The transcriptome generated by CRE-mediated transcription is very extensive (Zhang et al. 2005). Importantly, this transcriptome includes many proteins that are necessary for survival signaling, including the anti-apoptotic mediator BCL2 (Fig. 2). The activation of CREB is well recognized to be an important component of the cells survival signaling mechanism (Walton & Dragunow 2000) and is required for survival of the preimplantation embryo. Activation of this transcription factor by calcium transients makes it a likely component of the embryo's pleiotypic response to ligand-mediated PIP3 production.
Another well-studied PIP3-sensitive protein that contains PH domains is AKT. The two-cell mouse embryo expresses the three genes that code for AKT (Akt1–3) (Li et al. 2007b) and immunostaining showed that AKT protein is expressed throughout the preimplantation stage (Riley et al. 2005, Li et al. 2007b).
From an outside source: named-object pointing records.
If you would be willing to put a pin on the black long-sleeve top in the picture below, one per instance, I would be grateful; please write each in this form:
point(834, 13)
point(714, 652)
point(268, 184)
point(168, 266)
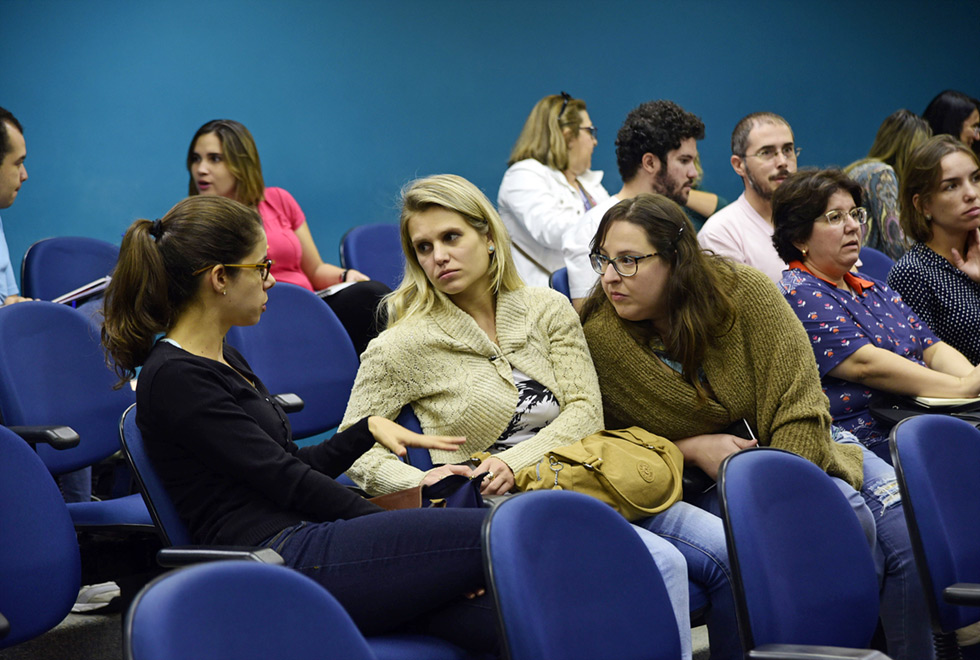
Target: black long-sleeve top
point(224, 451)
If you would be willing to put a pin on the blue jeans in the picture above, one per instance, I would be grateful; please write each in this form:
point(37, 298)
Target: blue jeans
point(904, 616)
point(700, 538)
point(673, 569)
point(404, 571)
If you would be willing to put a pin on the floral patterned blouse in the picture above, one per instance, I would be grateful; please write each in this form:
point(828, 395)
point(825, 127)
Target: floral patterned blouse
point(839, 323)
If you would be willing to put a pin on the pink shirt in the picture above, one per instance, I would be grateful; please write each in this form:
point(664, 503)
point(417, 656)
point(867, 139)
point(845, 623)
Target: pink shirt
point(740, 233)
point(282, 216)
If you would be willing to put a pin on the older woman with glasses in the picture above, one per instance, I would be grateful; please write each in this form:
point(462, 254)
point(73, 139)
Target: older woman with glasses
point(867, 342)
point(939, 278)
point(549, 184)
point(706, 352)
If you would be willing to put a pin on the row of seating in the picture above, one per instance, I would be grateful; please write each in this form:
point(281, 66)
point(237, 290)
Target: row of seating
point(802, 580)
point(54, 266)
point(69, 363)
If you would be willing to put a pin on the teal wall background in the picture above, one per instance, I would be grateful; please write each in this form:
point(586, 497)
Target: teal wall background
point(348, 100)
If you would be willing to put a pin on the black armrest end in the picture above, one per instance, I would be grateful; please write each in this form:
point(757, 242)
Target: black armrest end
point(59, 437)
point(195, 554)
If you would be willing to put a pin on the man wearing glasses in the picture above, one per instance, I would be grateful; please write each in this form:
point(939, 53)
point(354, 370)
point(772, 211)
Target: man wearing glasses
point(13, 152)
point(656, 149)
point(763, 154)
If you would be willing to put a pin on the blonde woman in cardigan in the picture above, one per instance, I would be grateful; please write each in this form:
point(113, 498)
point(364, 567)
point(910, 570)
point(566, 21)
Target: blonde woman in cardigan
point(687, 344)
point(478, 354)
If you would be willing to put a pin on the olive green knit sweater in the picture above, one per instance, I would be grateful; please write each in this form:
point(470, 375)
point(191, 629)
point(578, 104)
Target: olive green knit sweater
point(763, 370)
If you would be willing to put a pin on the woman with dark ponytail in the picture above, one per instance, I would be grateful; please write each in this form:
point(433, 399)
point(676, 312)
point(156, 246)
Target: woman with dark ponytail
point(223, 446)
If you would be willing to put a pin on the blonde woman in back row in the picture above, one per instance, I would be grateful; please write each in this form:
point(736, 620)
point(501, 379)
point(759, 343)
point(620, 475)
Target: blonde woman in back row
point(549, 184)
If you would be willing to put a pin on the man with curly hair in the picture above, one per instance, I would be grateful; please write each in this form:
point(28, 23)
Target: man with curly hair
point(656, 150)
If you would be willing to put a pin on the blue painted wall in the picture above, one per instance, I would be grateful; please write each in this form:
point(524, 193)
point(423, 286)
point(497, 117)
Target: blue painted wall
point(349, 100)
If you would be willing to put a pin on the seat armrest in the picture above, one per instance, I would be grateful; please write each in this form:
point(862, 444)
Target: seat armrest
point(962, 593)
point(59, 437)
point(194, 554)
point(810, 652)
point(289, 402)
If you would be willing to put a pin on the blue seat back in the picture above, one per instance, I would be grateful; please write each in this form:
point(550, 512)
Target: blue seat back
point(242, 610)
point(53, 371)
point(573, 581)
point(803, 569)
point(171, 528)
point(558, 281)
point(55, 266)
point(40, 569)
point(936, 459)
point(376, 251)
point(875, 263)
point(301, 347)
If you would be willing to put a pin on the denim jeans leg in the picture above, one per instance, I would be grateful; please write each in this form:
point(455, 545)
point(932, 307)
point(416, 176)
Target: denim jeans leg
point(402, 570)
point(904, 616)
point(700, 537)
point(673, 569)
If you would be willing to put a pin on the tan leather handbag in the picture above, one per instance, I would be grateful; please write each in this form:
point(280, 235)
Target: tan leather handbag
point(634, 471)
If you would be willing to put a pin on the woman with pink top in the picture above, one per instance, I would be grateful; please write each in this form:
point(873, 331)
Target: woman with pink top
point(223, 160)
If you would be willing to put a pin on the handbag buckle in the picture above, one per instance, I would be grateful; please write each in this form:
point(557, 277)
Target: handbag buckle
point(555, 466)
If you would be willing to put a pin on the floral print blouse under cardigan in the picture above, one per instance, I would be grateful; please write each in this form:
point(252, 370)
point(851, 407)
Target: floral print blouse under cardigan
point(839, 323)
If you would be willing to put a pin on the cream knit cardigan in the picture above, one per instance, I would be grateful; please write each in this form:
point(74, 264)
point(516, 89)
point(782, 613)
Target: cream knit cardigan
point(461, 383)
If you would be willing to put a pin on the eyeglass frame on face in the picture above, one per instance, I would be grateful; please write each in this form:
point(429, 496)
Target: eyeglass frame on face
point(264, 267)
point(788, 152)
point(565, 98)
point(600, 262)
point(835, 217)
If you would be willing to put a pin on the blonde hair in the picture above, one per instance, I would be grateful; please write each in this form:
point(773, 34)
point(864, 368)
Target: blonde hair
point(925, 171)
point(544, 136)
point(899, 135)
point(415, 294)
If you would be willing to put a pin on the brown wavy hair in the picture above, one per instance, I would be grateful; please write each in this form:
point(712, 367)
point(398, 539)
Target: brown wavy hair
point(154, 279)
point(241, 155)
point(699, 308)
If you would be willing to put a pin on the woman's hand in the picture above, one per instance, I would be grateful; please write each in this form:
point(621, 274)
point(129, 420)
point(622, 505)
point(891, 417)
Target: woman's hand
point(437, 473)
point(970, 263)
point(709, 450)
point(351, 275)
point(396, 437)
point(500, 478)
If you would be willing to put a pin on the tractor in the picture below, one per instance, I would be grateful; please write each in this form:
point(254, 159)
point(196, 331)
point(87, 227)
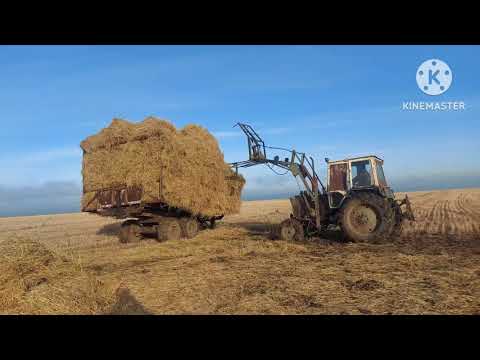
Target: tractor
point(357, 197)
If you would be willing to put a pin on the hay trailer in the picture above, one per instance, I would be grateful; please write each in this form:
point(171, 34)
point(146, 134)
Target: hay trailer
point(157, 219)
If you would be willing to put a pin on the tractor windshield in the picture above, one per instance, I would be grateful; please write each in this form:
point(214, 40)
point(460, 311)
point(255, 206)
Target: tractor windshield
point(380, 175)
point(361, 173)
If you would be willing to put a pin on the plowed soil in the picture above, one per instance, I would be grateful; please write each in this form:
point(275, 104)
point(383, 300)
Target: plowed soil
point(432, 268)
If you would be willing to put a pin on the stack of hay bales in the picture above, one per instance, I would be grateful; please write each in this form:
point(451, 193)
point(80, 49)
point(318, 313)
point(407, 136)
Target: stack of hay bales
point(182, 168)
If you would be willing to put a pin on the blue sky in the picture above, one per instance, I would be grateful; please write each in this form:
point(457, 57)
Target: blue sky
point(329, 101)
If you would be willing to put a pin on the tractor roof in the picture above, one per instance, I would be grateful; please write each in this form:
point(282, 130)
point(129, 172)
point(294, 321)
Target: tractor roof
point(356, 158)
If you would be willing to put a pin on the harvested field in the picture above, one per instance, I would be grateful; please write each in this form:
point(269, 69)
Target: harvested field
point(433, 268)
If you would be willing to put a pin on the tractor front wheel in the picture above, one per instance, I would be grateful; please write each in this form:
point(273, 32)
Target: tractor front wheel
point(367, 217)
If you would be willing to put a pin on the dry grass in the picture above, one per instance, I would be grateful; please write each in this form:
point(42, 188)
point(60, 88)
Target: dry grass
point(432, 269)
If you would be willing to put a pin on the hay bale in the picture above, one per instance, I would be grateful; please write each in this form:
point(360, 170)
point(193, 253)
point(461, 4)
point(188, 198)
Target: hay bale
point(184, 169)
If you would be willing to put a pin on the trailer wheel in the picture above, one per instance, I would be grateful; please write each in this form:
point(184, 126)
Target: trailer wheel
point(169, 229)
point(129, 232)
point(189, 227)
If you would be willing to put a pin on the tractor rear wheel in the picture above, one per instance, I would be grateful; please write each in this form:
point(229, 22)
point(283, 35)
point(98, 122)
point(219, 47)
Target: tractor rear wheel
point(291, 230)
point(367, 217)
point(189, 227)
point(129, 232)
point(169, 229)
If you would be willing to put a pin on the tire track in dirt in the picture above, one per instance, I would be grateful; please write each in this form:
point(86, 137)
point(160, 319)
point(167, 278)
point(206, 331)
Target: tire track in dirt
point(455, 219)
point(470, 215)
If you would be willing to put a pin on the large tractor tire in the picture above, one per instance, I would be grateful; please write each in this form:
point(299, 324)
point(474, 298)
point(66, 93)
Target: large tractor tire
point(189, 227)
point(129, 232)
point(367, 217)
point(169, 229)
point(291, 230)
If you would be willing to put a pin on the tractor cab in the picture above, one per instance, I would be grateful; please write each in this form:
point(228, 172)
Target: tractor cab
point(360, 173)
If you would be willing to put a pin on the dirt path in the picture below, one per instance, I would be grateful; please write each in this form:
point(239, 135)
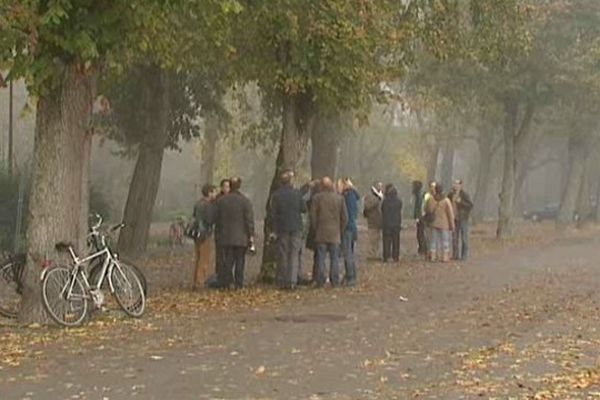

PIP3 can activate PDK, which in turn phosphorylates PIP3-bound AKT. Serine 473 phospho-AKT is detected in all stages of preimplantation development in the mouse (Riley et al. 2005), and exposure of two-cell embryos to Paf in vitro caused an upregulation in its expression (Li et al. 2007b). Acute treatment with insulin increased the level of phosphorylated AKT, as assessed by Western blot analysis in the mouse (Riley et al. 2005) or rabbit (Navarrete Santos et al. 2008). It is known that insulin and IGF1 improve mouse embryo survival in vitro, and that acting through the IGF1 receptor insulin promotes glucose transport-8 expression in the mouse blastocyst (Pinto et al. 2002). In the rabbit blastocyst, insulin induced phosphorylation of AKT in the trophectoderm but not in the inner cell mass, while IGF1 created the opposite response. This result indicates that lineage specificity of PI3 kinase signaling may occur in the early embryo, and highlights the context-specific nature of cellular responses to a given ligand.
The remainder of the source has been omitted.